Here is a really bad joke going around: What do you call the guy who always wants to be part of the band?
Answer: The bass player!
This joke used to give me a chuckle as a lead guitar player until I actually tried playing bass. In no time the drummer told me I sucked and to stop playing bass like a 6 string. Now that I’ve played bass for awhile I appreciate the skill it takes to do it well.
Does the pianist featured on the album, Chris Johnson, tour with the band? His keyboards on “vices” add a nice touch. How do you do without the keyboards live?
Wiig: I wish we could take Chris out with us but so far we haven’t. I would also love to do some shows with Barbara Weathers singing backup. I think our guitar sound is big enough so that listeners don’t miss the keyboards much. But really, I would love to have Chris sit in on some shows. There has been some talk of it but it is yet to materialize. It would set off the tunes with keyboards on the album: Vices, Younger, Let It Rain, and Close the Door.
What vices do you all have?
Wiig: What have you got? A straight answer to this question may make our Mama’s cry…better to let sleeping dogs lie.
I’ve had friends burn out on a variety of substances. I’ve been successful at dodging bullets, but everybody’s luck runs out eventually.
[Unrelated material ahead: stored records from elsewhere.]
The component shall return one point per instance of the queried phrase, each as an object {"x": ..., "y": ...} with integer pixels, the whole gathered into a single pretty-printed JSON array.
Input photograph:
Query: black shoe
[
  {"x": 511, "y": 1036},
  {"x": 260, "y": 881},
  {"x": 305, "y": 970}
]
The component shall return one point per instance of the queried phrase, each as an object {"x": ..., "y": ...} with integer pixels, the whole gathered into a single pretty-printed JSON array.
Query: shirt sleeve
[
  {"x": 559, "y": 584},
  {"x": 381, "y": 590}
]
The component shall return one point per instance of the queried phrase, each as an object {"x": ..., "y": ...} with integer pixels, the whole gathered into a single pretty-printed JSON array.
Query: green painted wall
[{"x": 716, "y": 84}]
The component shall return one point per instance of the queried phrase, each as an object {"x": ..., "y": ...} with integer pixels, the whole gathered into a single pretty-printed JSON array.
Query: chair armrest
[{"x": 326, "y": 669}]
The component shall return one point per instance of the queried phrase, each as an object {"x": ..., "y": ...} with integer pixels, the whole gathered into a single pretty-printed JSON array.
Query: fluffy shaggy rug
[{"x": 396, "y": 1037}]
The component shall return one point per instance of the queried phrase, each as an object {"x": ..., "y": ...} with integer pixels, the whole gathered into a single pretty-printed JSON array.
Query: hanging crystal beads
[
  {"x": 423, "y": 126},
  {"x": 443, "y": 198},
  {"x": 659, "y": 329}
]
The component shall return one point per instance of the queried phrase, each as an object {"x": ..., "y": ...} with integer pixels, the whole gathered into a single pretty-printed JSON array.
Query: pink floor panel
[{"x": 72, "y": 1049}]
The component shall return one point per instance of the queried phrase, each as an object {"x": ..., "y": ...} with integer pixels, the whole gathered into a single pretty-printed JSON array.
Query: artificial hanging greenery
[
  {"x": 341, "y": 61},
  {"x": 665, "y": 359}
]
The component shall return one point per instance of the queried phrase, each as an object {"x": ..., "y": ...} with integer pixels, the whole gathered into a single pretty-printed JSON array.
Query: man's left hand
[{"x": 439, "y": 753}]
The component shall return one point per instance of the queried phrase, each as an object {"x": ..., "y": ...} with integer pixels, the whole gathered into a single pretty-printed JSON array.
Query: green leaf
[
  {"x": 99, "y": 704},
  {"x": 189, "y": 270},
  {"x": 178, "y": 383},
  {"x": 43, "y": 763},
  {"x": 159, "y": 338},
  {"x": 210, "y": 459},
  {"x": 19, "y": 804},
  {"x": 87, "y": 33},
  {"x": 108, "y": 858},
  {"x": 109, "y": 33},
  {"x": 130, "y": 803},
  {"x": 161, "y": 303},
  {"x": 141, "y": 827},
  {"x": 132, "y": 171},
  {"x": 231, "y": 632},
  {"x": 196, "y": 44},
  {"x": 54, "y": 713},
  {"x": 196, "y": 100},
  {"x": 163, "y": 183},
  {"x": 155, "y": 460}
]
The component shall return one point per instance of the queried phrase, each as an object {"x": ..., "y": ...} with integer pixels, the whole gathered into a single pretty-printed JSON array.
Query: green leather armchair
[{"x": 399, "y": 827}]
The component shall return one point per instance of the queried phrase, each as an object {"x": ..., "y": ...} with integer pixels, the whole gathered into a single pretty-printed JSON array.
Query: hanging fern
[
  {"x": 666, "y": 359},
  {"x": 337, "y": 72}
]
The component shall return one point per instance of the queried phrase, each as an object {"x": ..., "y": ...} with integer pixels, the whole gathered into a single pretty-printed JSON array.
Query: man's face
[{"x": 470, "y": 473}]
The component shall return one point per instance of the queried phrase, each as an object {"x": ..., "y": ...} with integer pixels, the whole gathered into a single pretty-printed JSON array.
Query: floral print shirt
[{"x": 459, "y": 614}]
At some point I realized that certain paths of existence are not sustainable.
Most of The Stone Chiefs have had issues with excess at some point in their life. Alcohol is currently the band’s biggest vice. Dallas wrote “Vices” halfway through a bottle of whiskey. Moderation can have no meaning to a bunch of rock-n-rollers. Even so, when it’s show time everybody in the band holds everybody else accountable. Having some drinks, gettin’ loose, and throwing down an awesome show is great. Being sloshed on stage is not cool with any of the guys in this band.
How would you describe your music? And how would you like to see it evolve in coming years?
Wiig: Guitar driven rock-n-roll with soul. Genuine. Hearty. Honest. Fun.
Our next album will consist mainly of catchy upbeat rock tunes with big hooks. Songs people can shake a tail feather to or throw their fists in the air. We are going to continue to help other rock bands bring back the guitar solo. We also will be incorporating at least a couple big finish experiences into the set. People will be walking away from our live show thinking that they can’t wait to see us again.